La crise sanitaire que nous avons traversé et pour laquelle – croisons les doigts – nous semblons entrevoir une certaine « sortie », aura considérablement secoué et éprouvé nos organisations de travail. A la lecture des premiers signaux de ce qui semble être un rebond économique, elles semblent au final avoir résisté à l’effondrement que l’on craignait durant les angoissants mois de mars et avril 2020. Cette résilience aura été, il est vrai fortement aidée par les mesures de soutien des pouvoirs publics : le fameux « quoi qu’il-en-coûte ».

Cette période aura par ailleurs comporté son lot d’impacts positifs inattendus : l’accélération des transformations digitales, la levée des résistances psychologiques au télétravail, la banalisation des outils de communication à distance…avec leurs bénéfices en termes de productivité, de flexibilité et d’audace organisationnelle.

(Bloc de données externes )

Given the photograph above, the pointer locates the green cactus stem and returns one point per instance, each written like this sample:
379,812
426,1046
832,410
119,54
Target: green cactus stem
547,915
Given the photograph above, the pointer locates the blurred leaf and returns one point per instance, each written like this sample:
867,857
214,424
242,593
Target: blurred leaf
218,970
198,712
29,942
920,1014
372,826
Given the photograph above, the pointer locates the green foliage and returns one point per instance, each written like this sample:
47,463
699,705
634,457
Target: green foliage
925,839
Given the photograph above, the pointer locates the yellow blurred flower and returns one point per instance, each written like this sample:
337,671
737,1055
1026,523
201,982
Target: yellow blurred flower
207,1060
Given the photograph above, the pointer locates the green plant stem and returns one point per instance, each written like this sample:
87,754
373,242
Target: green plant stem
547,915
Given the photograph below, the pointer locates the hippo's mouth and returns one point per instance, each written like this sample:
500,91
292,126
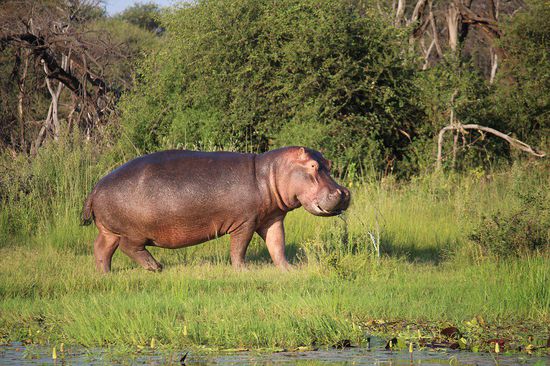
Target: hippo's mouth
328,213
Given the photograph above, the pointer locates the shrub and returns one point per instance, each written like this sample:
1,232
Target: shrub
521,231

Par ailleurs, cette crise aura paradoxalement permis d’avancer sur le sujet de la qualité de vie au travail (QVT), dans la mesure où elle a conduit les entreprises, pour répondre à l’urgence, à réaliser des expérimentations audacieuses dans la préservation de l’équilibre vie privée-vie professionnelle ainsi que dans la vigilance au bien-être des salariés.

En résumé, dès que les indicateurs économiques confirmeront le rebond entrevu, nous serons dans une large mesure « tirés d’affaire ».

Pour autant, si ce raisonnement vaut pour la dimension économique, il n’interroge pas les possibles impacts de cette crise sur des « couches plus profondes » de nos organisations, à savoir les dimensions psychosociologique ou psychodynamique. Or, cette interrogation de « l’intimité de nos organisations » nous semble d’autant plus nécessaire que la période écoulée aura très fortement éprouvé les «fondations» de nos organisations. C’est une épreuve qui aura secoué, angoissé, isolé, mobilisé, découragé, épuisé, révélé… autant au plan individuel que collectif.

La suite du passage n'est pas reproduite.